Health-care workers in B.C. are no longer required to wear a mask when dealing with patients if they do not get a flu shot this year.
The B.C. Nurses' Union negotiated last week with the Ministry of Health regarding the new policy, which would have mandated the wearing of masks as of Dec. 1.
Debra McPherson, president of the B.C. Nurses' Union, said the union is satisfied with the ministry's decision to stress education rather than enforcement in the first year of the new policy.
"Given the fact that the scientific evidence is not compelling, and given that it does start to broach on people's privacy rights ... certainly that was not the best way to go," she said. "It was punitive and coercive and it was creating a really hostile work environment because it was having the front-line managers be responsible for monitoring and implementing the punishment," she said.
In August, the ministry announced only about 50 per cent of health-care workers in the province get the flu shot each year, and that the new policy would reduce the risk of infection among the most vulnerable people in the province, such as the elderly.

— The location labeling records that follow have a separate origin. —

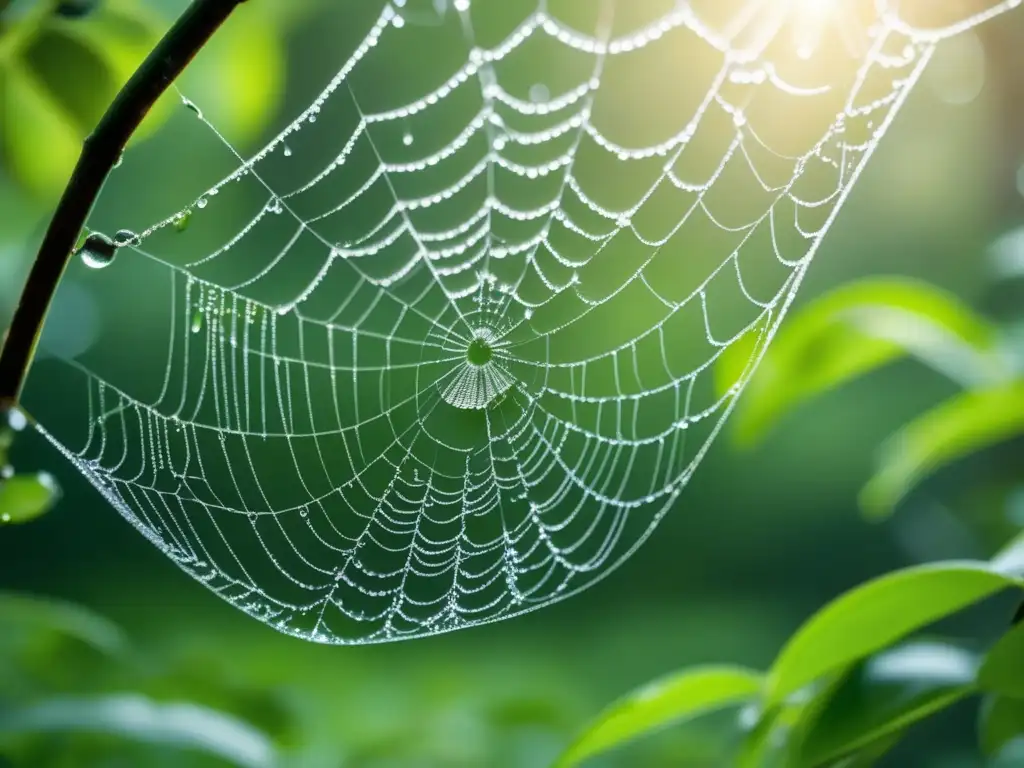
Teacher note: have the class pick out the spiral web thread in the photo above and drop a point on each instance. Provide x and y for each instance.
(466, 364)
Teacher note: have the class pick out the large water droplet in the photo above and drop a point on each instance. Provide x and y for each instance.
(97, 251)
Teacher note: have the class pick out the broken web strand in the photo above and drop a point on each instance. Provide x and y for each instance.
(468, 532)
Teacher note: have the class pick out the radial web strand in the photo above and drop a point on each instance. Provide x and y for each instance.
(443, 350)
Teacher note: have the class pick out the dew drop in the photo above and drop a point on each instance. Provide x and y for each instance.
(97, 251)
(126, 238)
(190, 105)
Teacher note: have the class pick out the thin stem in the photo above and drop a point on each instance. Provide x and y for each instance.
(100, 153)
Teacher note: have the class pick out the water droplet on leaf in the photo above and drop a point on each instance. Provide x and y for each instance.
(97, 251)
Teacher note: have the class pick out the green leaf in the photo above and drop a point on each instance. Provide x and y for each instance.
(57, 76)
(855, 330)
(136, 718)
(1011, 558)
(879, 698)
(24, 498)
(671, 699)
(962, 426)
(1003, 669)
(877, 614)
(239, 78)
(1001, 721)
(25, 612)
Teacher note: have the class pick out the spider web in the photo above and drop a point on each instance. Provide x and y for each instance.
(456, 358)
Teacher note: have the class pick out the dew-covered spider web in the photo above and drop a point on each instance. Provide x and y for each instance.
(443, 350)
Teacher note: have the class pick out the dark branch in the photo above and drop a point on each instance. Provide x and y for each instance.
(99, 154)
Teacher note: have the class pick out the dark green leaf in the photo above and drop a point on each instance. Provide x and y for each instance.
(879, 698)
(24, 498)
(1003, 670)
(1001, 722)
(851, 332)
(22, 611)
(672, 699)
(955, 429)
(136, 718)
(877, 614)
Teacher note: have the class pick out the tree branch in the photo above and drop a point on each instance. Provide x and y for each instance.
(100, 153)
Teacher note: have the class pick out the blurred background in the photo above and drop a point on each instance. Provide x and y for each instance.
(762, 537)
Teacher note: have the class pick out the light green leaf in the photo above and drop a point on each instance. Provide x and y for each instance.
(879, 698)
(24, 498)
(672, 699)
(961, 426)
(852, 331)
(877, 614)
(1003, 669)
(136, 718)
(34, 613)
(238, 79)
(1001, 722)
(57, 76)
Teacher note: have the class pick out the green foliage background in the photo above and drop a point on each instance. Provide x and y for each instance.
(769, 531)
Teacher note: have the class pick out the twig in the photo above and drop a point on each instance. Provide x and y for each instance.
(100, 153)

The official health-care worker influenza control policy has been implemented as of this week, but it has been amended to encourage, rather than force nurses, doctors and other medical staff to wear a mask if they are not vaccinated.
The ministry will also continue to work with nurses and other health-care workers to strategize on the most effective way to increase the vaccination rate.
"This balanced and measured approach ensures that the province and health authorities will continue to work with labour groups to address concerns they may have in this transitional first year of implementation," said Laura Neufeld, a spokesperson for the ministry, in an email to the NOW.
More than 60 per cent of full-time health-care workers have opted for the shot this flu season so far, she noted.
John O'Neil, dean of health sciences at Simon Fraser University, said there is misinformation circulating among the public about the safety and potential risks of getting a flu shot.
"There's a lot of web-based information and information being put out by organizations that really don't understand scientific backgrounds to immunization, and particularly immunization for influenza, and, unfortunately, people are making decisions based on that misinformation," he said. "So an education campaign should help people sort through that misinformation and make a more informed decision."
O'Neil said he hopes to see an increase in vaccine rates among health-care workers in response to the educational aspect of the ministry's new policy.
"That is what I think we all want as the outcome," he said.